Rapidement j’ai donc eu envie d’avoir une lampe de la même forme que mes boucles d’oreilles, et puis une seconde lampe, des couteaux, des bougeoirs, et ainsi de suite.
De là est venue l’idée d’ “Objetti » , c’est un Mot que j’ai imaginé pour représenter sans définition précise de « fonction » les objets que je crée.
On demande souvent aux gens de choisir une catégorie d’objets dans la création: de la décoration d’intérieur ou du bijou, du fonctionnel ou du sculptural etc.
Je n’avais pas envie de choisir une case. Pour moi tout peut cohabiter ensemble dans un même univers.
Dans Objetti il y a aussi bien des lampes, que des boucles d’oreilles; des couteaux, que des bracelets, du fonctionnel comme de « l’inutile ».

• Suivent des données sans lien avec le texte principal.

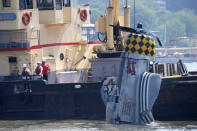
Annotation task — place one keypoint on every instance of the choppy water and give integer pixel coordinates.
(83, 125)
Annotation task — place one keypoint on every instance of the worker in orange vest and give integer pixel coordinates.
(25, 72)
(45, 70)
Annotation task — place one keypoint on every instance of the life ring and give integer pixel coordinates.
(83, 15)
(26, 18)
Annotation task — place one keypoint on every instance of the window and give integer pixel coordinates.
(58, 4)
(45, 4)
(6, 3)
(67, 3)
(25, 4)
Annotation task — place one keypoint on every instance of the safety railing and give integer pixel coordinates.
(19, 39)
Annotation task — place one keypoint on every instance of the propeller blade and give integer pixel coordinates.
(125, 29)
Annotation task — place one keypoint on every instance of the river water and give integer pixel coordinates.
(86, 125)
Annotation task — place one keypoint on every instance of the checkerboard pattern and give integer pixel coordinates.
(140, 44)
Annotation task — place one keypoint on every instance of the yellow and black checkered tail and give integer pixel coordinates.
(89, 78)
(140, 44)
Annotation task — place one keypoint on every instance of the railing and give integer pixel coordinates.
(89, 34)
(19, 39)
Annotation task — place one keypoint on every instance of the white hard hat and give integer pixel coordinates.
(24, 65)
(43, 59)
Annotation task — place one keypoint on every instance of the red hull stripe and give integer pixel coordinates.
(46, 45)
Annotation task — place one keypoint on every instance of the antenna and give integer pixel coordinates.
(134, 14)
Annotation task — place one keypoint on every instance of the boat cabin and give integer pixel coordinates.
(34, 29)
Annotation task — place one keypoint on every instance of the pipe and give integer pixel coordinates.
(126, 3)
(110, 3)
(110, 37)
(126, 18)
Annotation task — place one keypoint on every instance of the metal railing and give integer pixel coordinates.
(89, 34)
(19, 39)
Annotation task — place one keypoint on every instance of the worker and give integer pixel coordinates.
(38, 69)
(45, 70)
(25, 72)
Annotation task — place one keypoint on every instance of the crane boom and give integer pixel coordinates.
(116, 6)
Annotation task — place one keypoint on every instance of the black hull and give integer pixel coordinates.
(59, 101)
(177, 100)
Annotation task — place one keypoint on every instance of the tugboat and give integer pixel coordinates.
(63, 35)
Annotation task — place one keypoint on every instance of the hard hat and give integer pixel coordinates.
(43, 59)
(24, 65)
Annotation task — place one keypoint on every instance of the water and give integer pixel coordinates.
(84, 125)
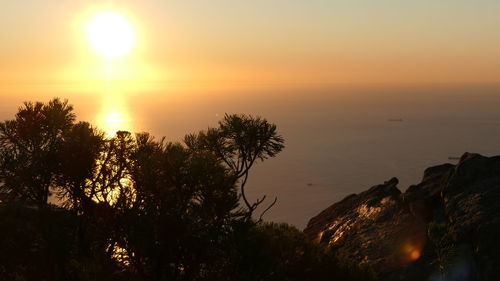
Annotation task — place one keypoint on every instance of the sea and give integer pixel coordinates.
(339, 140)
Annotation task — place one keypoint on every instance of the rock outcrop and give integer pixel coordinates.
(390, 229)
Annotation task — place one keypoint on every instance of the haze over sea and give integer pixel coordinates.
(339, 140)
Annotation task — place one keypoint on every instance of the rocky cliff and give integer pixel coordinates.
(444, 228)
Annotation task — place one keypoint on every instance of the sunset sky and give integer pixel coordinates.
(211, 44)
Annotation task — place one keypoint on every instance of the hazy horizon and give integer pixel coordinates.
(329, 74)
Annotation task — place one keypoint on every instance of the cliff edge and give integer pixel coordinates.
(444, 228)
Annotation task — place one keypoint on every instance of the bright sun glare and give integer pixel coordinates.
(111, 34)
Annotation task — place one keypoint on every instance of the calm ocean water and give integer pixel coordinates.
(338, 141)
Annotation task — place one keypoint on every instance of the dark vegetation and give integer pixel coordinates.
(76, 205)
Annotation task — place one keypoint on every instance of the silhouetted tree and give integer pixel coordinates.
(239, 141)
(28, 147)
(135, 208)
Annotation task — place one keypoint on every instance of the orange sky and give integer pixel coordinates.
(222, 43)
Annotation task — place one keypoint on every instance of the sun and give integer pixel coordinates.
(111, 34)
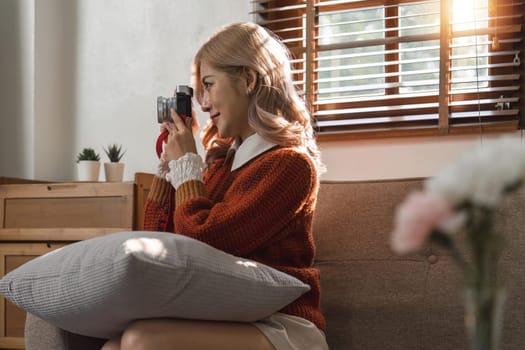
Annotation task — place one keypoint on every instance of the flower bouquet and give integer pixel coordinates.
(460, 204)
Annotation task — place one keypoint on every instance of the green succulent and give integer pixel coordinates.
(114, 153)
(88, 154)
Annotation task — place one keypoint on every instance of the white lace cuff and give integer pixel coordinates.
(186, 168)
(162, 169)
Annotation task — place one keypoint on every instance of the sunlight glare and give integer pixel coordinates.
(246, 263)
(149, 246)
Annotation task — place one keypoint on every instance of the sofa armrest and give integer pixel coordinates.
(41, 335)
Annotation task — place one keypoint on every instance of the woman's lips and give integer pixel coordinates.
(214, 117)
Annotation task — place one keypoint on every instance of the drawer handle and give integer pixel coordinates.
(60, 187)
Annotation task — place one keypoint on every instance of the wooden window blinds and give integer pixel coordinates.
(405, 67)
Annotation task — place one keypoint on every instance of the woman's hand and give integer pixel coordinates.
(180, 139)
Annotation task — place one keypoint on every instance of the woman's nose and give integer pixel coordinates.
(205, 105)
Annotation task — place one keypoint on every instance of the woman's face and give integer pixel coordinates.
(226, 100)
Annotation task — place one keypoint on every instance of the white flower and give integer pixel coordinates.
(482, 176)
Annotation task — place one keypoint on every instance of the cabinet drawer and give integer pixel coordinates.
(64, 211)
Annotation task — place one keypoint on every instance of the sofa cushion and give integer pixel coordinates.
(97, 286)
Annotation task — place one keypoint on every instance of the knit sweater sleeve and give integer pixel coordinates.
(262, 200)
(158, 209)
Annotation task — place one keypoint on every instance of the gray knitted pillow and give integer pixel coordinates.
(97, 286)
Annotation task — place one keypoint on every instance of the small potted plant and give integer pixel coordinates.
(114, 170)
(88, 165)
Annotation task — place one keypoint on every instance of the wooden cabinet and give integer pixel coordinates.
(36, 218)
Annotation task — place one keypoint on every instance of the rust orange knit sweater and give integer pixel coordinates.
(262, 211)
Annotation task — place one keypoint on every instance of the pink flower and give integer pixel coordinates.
(415, 219)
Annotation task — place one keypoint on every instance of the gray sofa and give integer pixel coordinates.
(373, 299)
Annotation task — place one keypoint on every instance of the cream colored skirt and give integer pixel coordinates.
(287, 332)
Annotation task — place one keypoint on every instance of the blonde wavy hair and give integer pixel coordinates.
(276, 111)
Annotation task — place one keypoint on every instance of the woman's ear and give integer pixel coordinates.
(251, 80)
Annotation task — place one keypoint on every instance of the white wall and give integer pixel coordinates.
(86, 73)
(399, 157)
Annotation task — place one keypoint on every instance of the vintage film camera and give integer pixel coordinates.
(181, 103)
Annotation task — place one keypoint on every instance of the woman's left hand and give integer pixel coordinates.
(180, 139)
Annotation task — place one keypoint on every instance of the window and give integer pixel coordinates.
(405, 67)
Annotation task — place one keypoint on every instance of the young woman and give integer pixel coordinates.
(253, 197)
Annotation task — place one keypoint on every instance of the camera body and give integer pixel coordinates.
(180, 102)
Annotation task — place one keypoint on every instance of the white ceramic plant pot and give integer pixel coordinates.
(88, 170)
(114, 171)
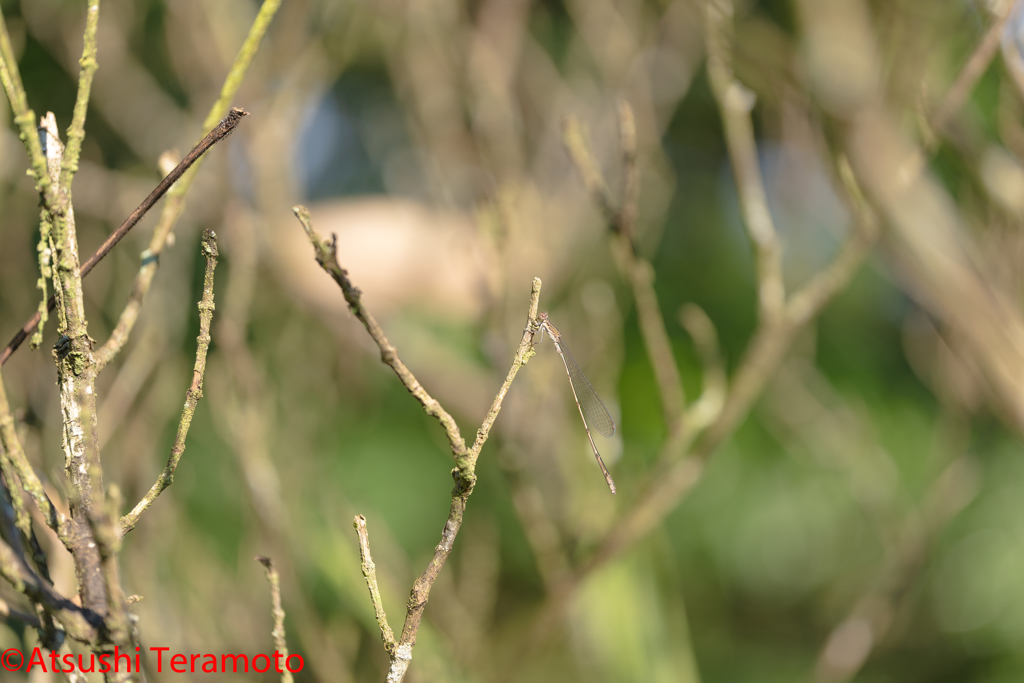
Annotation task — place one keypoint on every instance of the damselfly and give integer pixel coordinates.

Quand et où te sens-tu la plus créative ?
Lorsque je suis seule et que je peux réfléchir tranquillement à mes envies. Chez moi, ou à l’atelier, mais surtout lorsque je n’ai aucune contrainte de temps.
Pouvoir prendre le temps de réfléchir, de me plonger dans des livres, des photos, des souvenirs, de faire des prototypes, est essentiel dans mon processus créatif.
Quelles sont tes plus grandes influences artistiques ?
Dans l’art, j’ai une vraie attirance pour la sculpture, la peinture et l’architecture moderniste.
Mais beaucoup de choses m’inspire.
Ca peut aller de la « colonne sans fin » de Brancusi, au souvenir d’une odeur de mon enfance, à un lit blanc défait, au style d’un hall d’entrée d’immeuble, à l’ombre d’un visage ou d’une main projetée sur le mur, à la mer du nord l’hiver ou la montagne l’été.
Finalement, tout ce qui me procure une émotion positive, un sentiment de beauté, d’énergie, de douceur, ou de force m’inspire. La mélancolie est aussi inspirante, je trouve que cet état de légère tristesse nostalgique pousse à la rêverie, à l’imagination.
Peux-tu nommer une femme qui t’inspire ? Et pourquoi.
Beaucoup de femme m’inspirent, que ce soit par leur intellect, leur force, leur audace, leur beauté aussi.
Mais là comme ça, je dirais Barbara Hepworth.
Je suis une grande admiratrice de son oeuvre, son style, sa vie en général.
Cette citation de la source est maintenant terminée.